A secular-minded, materialistically oriented church may talk much about evangelism, and even engage in it; but it will be a sterile evangelism, powerless to produce spiritual results and a mockery of its former glory. As Samuel Chadwick said of that kind of evangelism: “There may be noise; there may be crowds; there may be high emotion; but there is no Shekinah.”
It is inevitable that any church will have problems with its evangelism when it becomes more concerned about status than about souls.
It is inevitable that every phase of a church’s life and outreach will be affected when its people are moving from underprivileged to affluent, from Fords to Cadillacs, from three-thousand-dollar homes to thirty-thousand-dollar ones, from “glory barns” to million-dollar edifices, from grade-school diplomas to university degrees, from unskilled laborers to professional men, from the wrong side of the tracks to suburbia.
It is inevitable that any church, Nazarene or otherwise, undergoing such changes, will find its evangelism affected and will need to guard against the cooling of revival fervor and the erosion of its mood for evangelism.

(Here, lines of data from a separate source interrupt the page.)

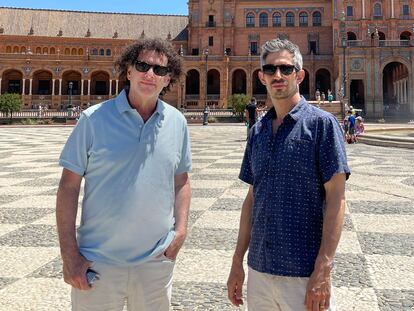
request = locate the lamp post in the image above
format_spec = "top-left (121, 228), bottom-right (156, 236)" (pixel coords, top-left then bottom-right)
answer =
top-left (203, 48), bottom-right (210, 125)
top-left (68, 81), bottom-right (73, 108)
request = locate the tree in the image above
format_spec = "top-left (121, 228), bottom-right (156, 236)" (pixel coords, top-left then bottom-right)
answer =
top-left (228, 94), bottom-right (250, 120)
top-left (0, 93), bottom-right (23, 122)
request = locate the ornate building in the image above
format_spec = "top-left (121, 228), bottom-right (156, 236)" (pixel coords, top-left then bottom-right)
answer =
top-left (0, 0), bottom-right (414, 118)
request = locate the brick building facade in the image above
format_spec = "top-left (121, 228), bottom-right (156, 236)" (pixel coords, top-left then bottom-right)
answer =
top-left (0, 0), bottom-right (414, 118)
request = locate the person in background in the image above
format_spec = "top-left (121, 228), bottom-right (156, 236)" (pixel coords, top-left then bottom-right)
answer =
top-left (56, 39), bottom-right (191, 311)
top-left (227, 39), bottom-right (349, 311)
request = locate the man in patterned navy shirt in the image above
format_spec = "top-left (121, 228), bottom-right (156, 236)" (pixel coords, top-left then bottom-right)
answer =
top-left (227, 39), bottom-right (350, 311)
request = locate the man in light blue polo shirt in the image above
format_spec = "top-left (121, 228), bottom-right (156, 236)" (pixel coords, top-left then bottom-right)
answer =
top-left (56, 39), bottom-right (191, 310)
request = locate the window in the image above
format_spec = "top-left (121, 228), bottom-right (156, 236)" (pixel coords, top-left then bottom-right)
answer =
top-left (403, 4), bottom-right (410, 16)
top-left (312, 12), bottom-right (322, 26)
top-left (374, 3), bottom-right (382, 17)
top-left (286, 12), bottom-right (295, 27)
top-left (272, 13), bottom-right (282, 27)
top-left (207, 15), bottom-right (216, 27)
top-left (346, 5), bottom-right (354, 17)
top-left (299, 12), bottom-right (308, 27)
top-left (259, 13), bottom-right (269, 27)
top-left (246, 13), bottom-right (254, 27)
top-left (38, 80), bottom-right (50, 95)
top-left (250, 41), bottom-right (258, 55)
top-left (309, 41), bottom-right (317, 54)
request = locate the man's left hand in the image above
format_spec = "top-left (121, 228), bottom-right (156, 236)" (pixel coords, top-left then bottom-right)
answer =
top-left (164, 231), bottom-right (187, 260)
top-left (305, 267), bottom-right (331, 311)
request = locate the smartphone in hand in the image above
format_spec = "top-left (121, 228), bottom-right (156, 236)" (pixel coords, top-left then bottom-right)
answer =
top-left (86, 268), bottom-right (99, 287)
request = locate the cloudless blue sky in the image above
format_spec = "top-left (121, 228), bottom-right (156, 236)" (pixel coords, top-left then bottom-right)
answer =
top-left (0, 0), bottom-right (188, 15)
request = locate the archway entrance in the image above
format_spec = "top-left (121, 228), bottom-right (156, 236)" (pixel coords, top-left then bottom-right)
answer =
top-left (299, 69), bottom-right (310, 99)
top-left (315, 69), bottom-right (332, 95)
top-left (382, 62), bottom-right (410, 116)
top-left (350, 80), bottom-right (365, 110)
top-left (231, 69), bottom-right (246, 94)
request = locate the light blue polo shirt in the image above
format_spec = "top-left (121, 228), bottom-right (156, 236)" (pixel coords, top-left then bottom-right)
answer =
top-left (59, 90), bottom-right (191, 266)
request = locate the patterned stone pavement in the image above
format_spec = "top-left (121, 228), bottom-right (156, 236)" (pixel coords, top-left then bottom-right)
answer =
top-left (0, 125), bottom-right (414, 311)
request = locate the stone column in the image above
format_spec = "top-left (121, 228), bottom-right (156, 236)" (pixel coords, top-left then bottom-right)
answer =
top-left (362, 0), bottom-right (365, 19)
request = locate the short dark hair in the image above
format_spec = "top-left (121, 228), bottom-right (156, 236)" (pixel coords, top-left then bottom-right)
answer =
top-left (115, 38), bottom-right (182, 95)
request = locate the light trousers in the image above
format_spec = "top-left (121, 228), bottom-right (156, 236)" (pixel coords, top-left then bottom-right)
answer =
top-left (247, 267), bottom-right (336, 311)
top-left (72, 256), bottom-right (175, 311)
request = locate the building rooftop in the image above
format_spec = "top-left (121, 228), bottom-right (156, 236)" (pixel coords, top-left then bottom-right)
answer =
top-left (0, 7), bottom-right (188, 40)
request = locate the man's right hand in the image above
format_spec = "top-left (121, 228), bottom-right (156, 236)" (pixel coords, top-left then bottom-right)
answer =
top-left (63, 254), bottom-right (92, 290)
top-left (227, 260), bottom-right (245, 307)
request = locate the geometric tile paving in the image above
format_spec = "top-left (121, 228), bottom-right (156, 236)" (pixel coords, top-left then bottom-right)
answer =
top-left (0, 125), bottom-right (414, 311)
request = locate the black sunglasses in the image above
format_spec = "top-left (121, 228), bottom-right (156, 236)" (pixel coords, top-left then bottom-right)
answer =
top-left (262, 64), bottom-right (298, 76)
top-left (134, 60), bottom-right (171, 77)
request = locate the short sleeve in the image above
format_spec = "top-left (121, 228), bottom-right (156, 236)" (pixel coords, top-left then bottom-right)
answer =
top-left (318, 116), bottom-right (350, 184)
top-left (175, 123), bottom-right (192, 175)
top-left (59, 114), bottom-right (93, 176)
top-left (239, 139), bottom-right (253, 185)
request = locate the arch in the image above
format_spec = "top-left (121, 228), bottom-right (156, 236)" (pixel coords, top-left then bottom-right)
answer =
top-left (1, 69), bottom-right (23, 94)
top-left (299, 69), bottom-right (310, 99)
top-left (91, 70), bottom-right (110, 95)
top-left (246, 12), bottom-right (256, 27)
top-left (299, 12), bottom-right (308, 27)
top-left (272, 12), bottom-right (282, 27)
top-left (185, 69), bottom-right (200, 95)
top-left (286, 12), bottom-right (295, 27)
top-left (231, 69), bottom-right (247, 94)
top-left (259, 12), bottom-right (269, 27)
top-left (315, 68), bottom-right (332, 95)
top-left (400, 31), bottom-right (412, 40)
top-left (207, 69), bottom-right (220, 95)
top-left (346, 31), bottom-right (357, 40)
top-left (252, 69), bottom-right (267, 97)
top-left (312, 11), bottom-right (322, 26)
top-left (32, 69), bottom-right (53, 95)
top-left (381, 59), bottom-right (411, 116)
top-left (374, 2), bottom-right (382, 17)
top-left (62, 70), bottom-right (82, 95)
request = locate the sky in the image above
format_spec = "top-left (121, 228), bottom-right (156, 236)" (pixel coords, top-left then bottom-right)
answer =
top-left (0, 0), bottom-right (188, 15)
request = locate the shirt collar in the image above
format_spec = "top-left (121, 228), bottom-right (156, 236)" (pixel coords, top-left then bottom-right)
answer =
top-left (115, 89), bottom-right (165, 120)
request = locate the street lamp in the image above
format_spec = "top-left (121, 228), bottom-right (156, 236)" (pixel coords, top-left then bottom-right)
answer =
top-left (203, 48), bottom-right (210, 125)
top-left (69, 81), bottom-right (73, 108)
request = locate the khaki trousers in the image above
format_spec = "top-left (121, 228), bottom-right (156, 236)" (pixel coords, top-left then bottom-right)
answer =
top-left (247, 267), bottom-right (336, 311)
top-left (72, 256), bottom-right (175, 311)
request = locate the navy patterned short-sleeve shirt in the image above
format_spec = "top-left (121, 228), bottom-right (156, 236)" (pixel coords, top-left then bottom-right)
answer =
top-left (239, 97), bottom-right (350, 277)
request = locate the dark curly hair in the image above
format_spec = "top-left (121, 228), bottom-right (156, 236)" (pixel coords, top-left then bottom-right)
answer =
top-left (115, 38), bottom-right (182, 95)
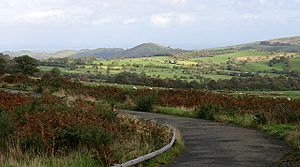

Although it is inevitable that these economic and social pressures that have come to every church should come to the Church of the Nazarene — and they are upon us — it is not inevitable that we should be swamped by them, or swerved from our original mission because of them.
The crisis is inevitable, yes; that we come to a crossroads in our evangelism is inevitable, yes — but that we take the wrong road in this time of crisis is not inevitable! Therein are the hope and the challenge.